Describing New Tribes Mission (NTM) as a "true imperialist infiltration that makes me ashamed," Chavez declared he was fed up with "colonialism" and accused the mission group of links to the CIA, spying on Venezuela, and exploiting indigenous people. "We don't want New Tribes here," he said.

Vice President Jose Vicente Rangel repeated the accusations on Thursday. "We have intelligence reports that some of them are CIA," he told reporters. "The president's decision was based on reports that their actions create situations that compromise the country's sovereignty."

Rangel also said that Chavez's action is supported by the local Roman Catholic church. "Even Cardinal [Rosalio] Castillo Lara supported President Chavez's measure to remove New Tribes from the country," he said. "We have the cardinal's blessing in this decision." Castillo, who has called the president "a paranoid dictator" in need of an exorcism and whom Chavez has called an "outlaw, bandit, immoral Pharisee, and a pantomime," has not issued a statement of his own on the New Tribes expulsion.

Chavez said his decision was "irreversible." He did not set an expulsion date but will allow the missionaries time to "gather their stuff."

Chavez made the statements at a nationally televised gathering in Venezuela's southern Apure state, where he granted indigenous groups land titles and farm equipment. The comments came on Indigenous Resistance Day—Chavez's rechristening of Columbus Day.
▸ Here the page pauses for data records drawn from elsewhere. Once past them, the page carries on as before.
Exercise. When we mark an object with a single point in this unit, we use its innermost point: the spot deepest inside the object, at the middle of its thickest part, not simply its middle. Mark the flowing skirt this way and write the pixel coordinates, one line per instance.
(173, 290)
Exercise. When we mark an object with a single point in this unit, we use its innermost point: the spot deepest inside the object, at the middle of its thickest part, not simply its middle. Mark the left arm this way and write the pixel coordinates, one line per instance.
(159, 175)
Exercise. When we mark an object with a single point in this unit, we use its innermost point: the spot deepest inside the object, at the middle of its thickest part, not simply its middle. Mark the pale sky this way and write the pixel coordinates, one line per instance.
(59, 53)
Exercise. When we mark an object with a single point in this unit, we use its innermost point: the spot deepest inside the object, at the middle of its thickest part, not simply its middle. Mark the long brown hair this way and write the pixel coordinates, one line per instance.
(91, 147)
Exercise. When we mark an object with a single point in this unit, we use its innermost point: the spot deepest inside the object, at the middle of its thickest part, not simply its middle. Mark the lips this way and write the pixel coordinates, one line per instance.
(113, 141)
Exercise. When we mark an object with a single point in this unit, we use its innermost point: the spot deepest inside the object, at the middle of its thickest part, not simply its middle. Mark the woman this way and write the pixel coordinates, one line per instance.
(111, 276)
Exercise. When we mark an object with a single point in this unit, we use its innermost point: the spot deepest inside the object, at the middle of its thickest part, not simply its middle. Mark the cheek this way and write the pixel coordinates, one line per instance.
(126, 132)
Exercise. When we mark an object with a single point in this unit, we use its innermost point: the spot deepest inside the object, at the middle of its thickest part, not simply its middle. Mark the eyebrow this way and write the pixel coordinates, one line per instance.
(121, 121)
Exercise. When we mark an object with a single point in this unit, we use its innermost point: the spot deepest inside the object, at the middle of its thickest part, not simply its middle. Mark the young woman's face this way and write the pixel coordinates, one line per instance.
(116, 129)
Additionally, Chavez said that New Tribes missionaries have built luxurious compounds, electric plants, and airfields amid poor indigenous villages. He accused NTM of violating national sovereignty by flying private aircraft in and out of the country without passing through customs. The president offered no proof to support any of his statements.

Success and sadness
Since 1946, New Tribes has served Venezuela's indigenous communities through translation, church planting, literacy, humanitarian aid, and community development projects, almost entirely in the country's western-central Amazonas state, which borders Colombia. NTM works with twelve ethnic groups in Venezuela, nine with established churches, and has completed five Bible translations. Four other translations are in progress. Thirty of the 160 NTM missionaries in the country are Venezuelan nationals. Worldwide, 3,200 NTM missionaries minister to indigenous peoples in more than 18 countries in Latin America, West Africa, and Southeast Asia.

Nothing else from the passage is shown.